Assuming that ScaleJS Password will be configured in /reset:
-
Create a URL in Unison called /reset with the setting "Proxy to Application" unchecked
-
Create a URL in Unison called /reset/password with the below filter configuration and the "Proxy to Application" setting unchecked
| Option | Description | Example |
|---|---|---|
Display Name Attribute |
The name of the attribute that stores the value to be displayed when referencing the currently logged in user, ie cn or displayName |
cn |
Front Page Title |
The title to show on the home page |
You Identity System |
Front Page Text |
Sub text for the home page |
Use this portal as the gateway for accessing your linux servers and requesting access to systems. |
Workflow Name |
If a custom submission class isn’t used, the workflow to execute |
MyWorkflow |
User ID Attribute |
The name of the attribute that identifies the user uniquely |
uid |
Logout URL |
The URL to redirect the user to when they logout |
/logout |
Home URL |
The URL to access ScaleMain |
/scale/index.html |
Run Synchronously |
If checked, runs the password update workflow synchronously |
Unchecked |
Validator Type |
Implementation of com.tremolosecurity.scalejs.password.sdk.PasswordValidator |
com.tremolosecurity.scalejs.password.validators.ActiveDirectoryValidator |
Basic Validator
The basic validator provides some simple options for checking a password.
| Option | Description | Example |
|---|---|---|
Require Lower Case Character |
Require a lower case letter |
Checked |
Require Upper Case Character |
Require an upper case letter |
Checked |
Require Numeric Character |
Require a number |
Checked |
Require Special Character |
Require a special character |
Checked |
Minimum Number of Requirements |
The minimum number of the above options that must be true (0-4) |
2 |
Minimum Number of Characters |
Minimum number of characters |
10 |
Maximum Number of Characters |
Maximum number of characters |
20 |
Active Directory Validator
The Active Directory Validator has all of the features of the basic validator, with the addition of checking to see if the password has 3 consecutive characters in a set of attributes you specify.

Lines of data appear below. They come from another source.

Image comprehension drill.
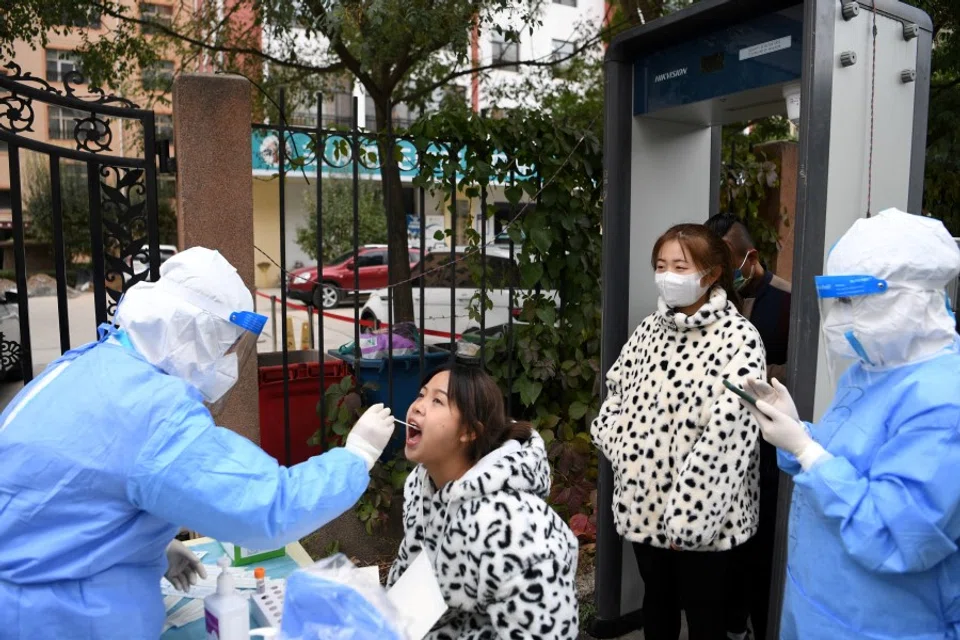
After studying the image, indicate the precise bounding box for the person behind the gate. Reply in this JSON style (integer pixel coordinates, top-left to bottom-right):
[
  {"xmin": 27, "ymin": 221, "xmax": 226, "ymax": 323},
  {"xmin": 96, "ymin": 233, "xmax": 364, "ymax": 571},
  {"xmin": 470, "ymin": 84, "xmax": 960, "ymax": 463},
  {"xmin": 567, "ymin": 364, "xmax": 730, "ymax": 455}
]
[
  {"xmin": 591, "ymin": 224, "xmax": 765, "ymax": 640},
  {"xmin": 0, "ymin": 248, "xmax": 394, "ymax": 640},
  {"xmin": 388, "ymin": 364, "xmax": 579, "ymax": 640}
]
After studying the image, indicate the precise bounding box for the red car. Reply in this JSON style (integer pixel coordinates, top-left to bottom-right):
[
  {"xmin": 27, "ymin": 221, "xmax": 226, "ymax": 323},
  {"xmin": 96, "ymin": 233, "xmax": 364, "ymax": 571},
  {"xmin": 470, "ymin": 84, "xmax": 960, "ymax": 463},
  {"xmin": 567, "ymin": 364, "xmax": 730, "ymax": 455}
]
[{"xmin": 287, "ymin": 244, "xmax": 420, "ymax": 309}]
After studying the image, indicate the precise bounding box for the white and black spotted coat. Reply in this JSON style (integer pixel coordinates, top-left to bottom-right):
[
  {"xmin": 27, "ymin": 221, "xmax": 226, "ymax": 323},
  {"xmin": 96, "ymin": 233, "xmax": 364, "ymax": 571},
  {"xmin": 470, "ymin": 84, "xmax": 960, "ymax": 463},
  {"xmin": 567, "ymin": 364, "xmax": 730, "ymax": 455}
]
[
  {"xmin": 591, "ymin": 288, "xmax": 766, "ymax": 551},
  {"xmin": 388, "ymin": 434, "xmax": 579, "ymax": 640}
]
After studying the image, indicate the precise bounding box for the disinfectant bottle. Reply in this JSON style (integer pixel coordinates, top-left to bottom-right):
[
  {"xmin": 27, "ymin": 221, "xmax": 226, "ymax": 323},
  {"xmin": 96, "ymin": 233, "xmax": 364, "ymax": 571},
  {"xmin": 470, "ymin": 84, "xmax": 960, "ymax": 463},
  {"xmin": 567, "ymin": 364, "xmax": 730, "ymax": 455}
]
[{"xmin": 203, "ymin": 556, "xmax": 250, "ymax": 640}]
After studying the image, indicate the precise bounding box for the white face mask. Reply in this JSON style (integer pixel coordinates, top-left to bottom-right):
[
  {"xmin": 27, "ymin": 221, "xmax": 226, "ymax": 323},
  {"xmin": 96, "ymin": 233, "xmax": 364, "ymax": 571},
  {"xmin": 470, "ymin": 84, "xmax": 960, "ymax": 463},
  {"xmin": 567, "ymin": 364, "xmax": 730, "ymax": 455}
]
[{"xmin": 656, "ymin": 271, "xmax": 708, "ymax": 309}]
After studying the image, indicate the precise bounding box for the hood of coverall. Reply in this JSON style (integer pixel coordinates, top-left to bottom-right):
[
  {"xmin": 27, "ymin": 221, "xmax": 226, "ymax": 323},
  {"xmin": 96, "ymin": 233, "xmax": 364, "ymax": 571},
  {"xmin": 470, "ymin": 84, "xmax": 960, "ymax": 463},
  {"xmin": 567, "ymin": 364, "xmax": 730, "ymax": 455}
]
[
  {"xmin": 822, "ymin": 209, "xmax": 960, "ymax": 369},
  {"xmin": 116, "ymin": 247, "xmax": 253, "ymax": 403}
]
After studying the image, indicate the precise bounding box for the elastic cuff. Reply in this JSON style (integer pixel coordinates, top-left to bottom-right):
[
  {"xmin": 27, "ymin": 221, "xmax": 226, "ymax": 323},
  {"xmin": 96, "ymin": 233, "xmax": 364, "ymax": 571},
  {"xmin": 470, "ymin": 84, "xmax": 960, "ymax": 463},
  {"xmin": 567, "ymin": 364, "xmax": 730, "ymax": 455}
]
[{"xmin": 797, "ymin": 440, "xmax": 833, "ymax": 471}]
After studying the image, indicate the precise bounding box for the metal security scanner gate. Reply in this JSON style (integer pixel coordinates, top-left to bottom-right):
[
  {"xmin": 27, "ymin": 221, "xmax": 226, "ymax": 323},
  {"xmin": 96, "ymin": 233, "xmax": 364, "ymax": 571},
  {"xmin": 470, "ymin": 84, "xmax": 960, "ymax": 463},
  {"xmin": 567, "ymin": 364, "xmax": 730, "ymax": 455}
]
[{"xmin": 593, "ymin": 0, "xmax": 932, "ymax": 638}]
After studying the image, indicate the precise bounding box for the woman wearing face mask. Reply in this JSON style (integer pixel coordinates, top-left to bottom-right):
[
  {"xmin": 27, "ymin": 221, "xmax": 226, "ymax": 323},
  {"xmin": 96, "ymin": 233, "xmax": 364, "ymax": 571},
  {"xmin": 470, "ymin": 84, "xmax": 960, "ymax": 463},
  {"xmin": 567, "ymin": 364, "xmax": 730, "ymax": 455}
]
[
  {"xmin": 591, "ymin": 224, "xmax": 765, "ymax": 640},
  {"xmin": 388, "ymin": 365, "xmax": 579, "ymax": 640}
]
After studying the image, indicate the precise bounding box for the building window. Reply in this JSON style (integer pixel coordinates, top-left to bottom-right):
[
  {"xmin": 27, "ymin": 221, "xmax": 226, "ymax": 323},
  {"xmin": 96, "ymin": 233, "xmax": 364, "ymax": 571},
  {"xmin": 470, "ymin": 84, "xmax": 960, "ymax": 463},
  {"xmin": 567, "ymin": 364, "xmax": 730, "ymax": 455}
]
[
  {"xmin": 363, "ymin": 96, "xmax": 377, "ymax": 133},
  {"xmin": 47, "ymin": 106, "xmax": 107, "ymax": 140},
  {"xmin": 141, "ymin": 60, "xmax": 173, "ymax": 93},
  {"xmin": 60, "ymin": 9, "xmax": 100, "ymax": 29},
  {"xmin": 492, "ymin": 34, "xmax": 520, "ymax": 71},
  {"xmin": 323, "ymin": 92, "xmax": 353, "ymax": 128},
  {"xmin": 550, "ymin": 40, "xmax": 576, "ymax": 66},
  {"xmin": 154, "ymin": 114, "xmax": 173, "ymax": 140},
  {"xmin": 287, "ymin": 109, "xmax": 317, "ymax": 129},
  {"xmin": 393, "ymin": 103, "xmax": 416, "ymax": 129},
  {"xmin": 47, "ymin": 49, "xmax": 80, "ymax": 82},
  {"xmin": 140, "ymin": 2, "xmax": 173, "ymax": 34}
]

| Option | Description | Example |
|---|---|---|
Require Lower Case Character |
Require a lower case letter |
Checked |
Require Upper Case Character |
Require an upper case letter |
Checked |
Require Numeric Character |
Require a number |
Checked |
Require Special Character |
Require a special character |
Checked |
Minimum Number of Requirements |
The minimum number of the above options that must be true (0-4) |
2 |
Minimum Number of Characters |
Minimum number of characters |
10 |
Maximum Number of Characters |
Maximum number of characters |
20 |
For each attribute to check the Label is what is displayed to the user and should line up with the label in ScaleJS Main and the Attribute Name is the name of the attribute in the virtual directory.
ScaleJS Operator Mode
The operators screen works with ScaleJS main to provide an alternative view and integration with OpenUnison from a technical operator’s standpoint. Instead of using the self service interface, an operator can lookup users and act directly on them rather then having to navigate to a workflow and submitting it on a user’s behalf. These updates can make supporting users much easier.

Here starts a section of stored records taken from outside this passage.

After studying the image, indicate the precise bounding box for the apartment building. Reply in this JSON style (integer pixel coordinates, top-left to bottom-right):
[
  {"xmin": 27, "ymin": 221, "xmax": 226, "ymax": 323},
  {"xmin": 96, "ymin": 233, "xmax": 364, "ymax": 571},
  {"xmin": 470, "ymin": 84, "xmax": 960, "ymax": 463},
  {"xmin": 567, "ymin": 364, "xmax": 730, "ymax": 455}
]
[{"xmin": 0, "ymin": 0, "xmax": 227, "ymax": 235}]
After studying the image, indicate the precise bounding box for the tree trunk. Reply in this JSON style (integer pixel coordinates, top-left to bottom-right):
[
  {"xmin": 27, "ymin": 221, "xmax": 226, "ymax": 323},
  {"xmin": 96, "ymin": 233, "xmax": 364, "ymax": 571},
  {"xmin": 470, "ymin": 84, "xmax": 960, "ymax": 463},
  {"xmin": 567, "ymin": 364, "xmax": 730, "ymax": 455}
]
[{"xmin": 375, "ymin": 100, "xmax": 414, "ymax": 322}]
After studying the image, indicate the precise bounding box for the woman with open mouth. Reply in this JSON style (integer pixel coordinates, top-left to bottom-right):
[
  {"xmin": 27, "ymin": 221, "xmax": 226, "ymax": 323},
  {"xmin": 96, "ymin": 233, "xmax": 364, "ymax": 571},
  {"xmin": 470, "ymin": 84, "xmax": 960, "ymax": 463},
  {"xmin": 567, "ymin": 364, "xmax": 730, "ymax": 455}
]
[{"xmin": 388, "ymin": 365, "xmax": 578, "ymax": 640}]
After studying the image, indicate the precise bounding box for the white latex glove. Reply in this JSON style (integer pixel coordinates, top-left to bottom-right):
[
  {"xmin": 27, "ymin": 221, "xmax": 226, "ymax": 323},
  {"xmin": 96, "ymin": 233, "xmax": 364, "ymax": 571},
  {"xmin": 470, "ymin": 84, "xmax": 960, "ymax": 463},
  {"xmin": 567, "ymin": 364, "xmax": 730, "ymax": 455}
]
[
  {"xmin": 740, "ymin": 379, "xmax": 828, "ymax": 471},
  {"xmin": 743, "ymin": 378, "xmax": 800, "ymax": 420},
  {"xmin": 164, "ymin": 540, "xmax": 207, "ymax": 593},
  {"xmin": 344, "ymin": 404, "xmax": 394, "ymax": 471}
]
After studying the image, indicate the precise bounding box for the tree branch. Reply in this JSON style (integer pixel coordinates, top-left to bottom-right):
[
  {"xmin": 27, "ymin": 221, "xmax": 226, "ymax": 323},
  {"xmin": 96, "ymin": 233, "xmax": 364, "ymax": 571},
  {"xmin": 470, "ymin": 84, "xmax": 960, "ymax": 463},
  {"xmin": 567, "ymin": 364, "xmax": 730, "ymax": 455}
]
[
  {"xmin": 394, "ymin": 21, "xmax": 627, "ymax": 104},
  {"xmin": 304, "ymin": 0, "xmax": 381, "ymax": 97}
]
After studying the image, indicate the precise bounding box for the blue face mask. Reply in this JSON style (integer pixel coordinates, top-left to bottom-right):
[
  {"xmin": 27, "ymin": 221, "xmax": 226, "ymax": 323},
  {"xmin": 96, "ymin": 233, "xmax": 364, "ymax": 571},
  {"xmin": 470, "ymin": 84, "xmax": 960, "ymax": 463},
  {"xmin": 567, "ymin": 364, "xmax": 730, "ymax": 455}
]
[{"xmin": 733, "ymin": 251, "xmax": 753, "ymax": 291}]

| Option | Description | Example |
|---|---|---|
ScaleJS Main Application |
The name of the Unison application that hosts ScaleJS |
ScaleJS |
ScaleJS Main URI |
The relative URI to ScaleJS' web services |
/scale/main/main |
Home URL |
Link to use for the home link |
/scalejs/index.html |
Search Bases |
List of directory bases to search in |
Portal / ou=portal,o=Tremolo |
Searchable Attributes |
List of attributes and labels that can be searched on |
First Name/givenName |
Result Attributes |
List of attributes to include in the results |
First Name / givenName |
Web Services
All of ScaleJS' web services are documented in the Unison integration guide. These services can be used in any application, not just ScaleJS.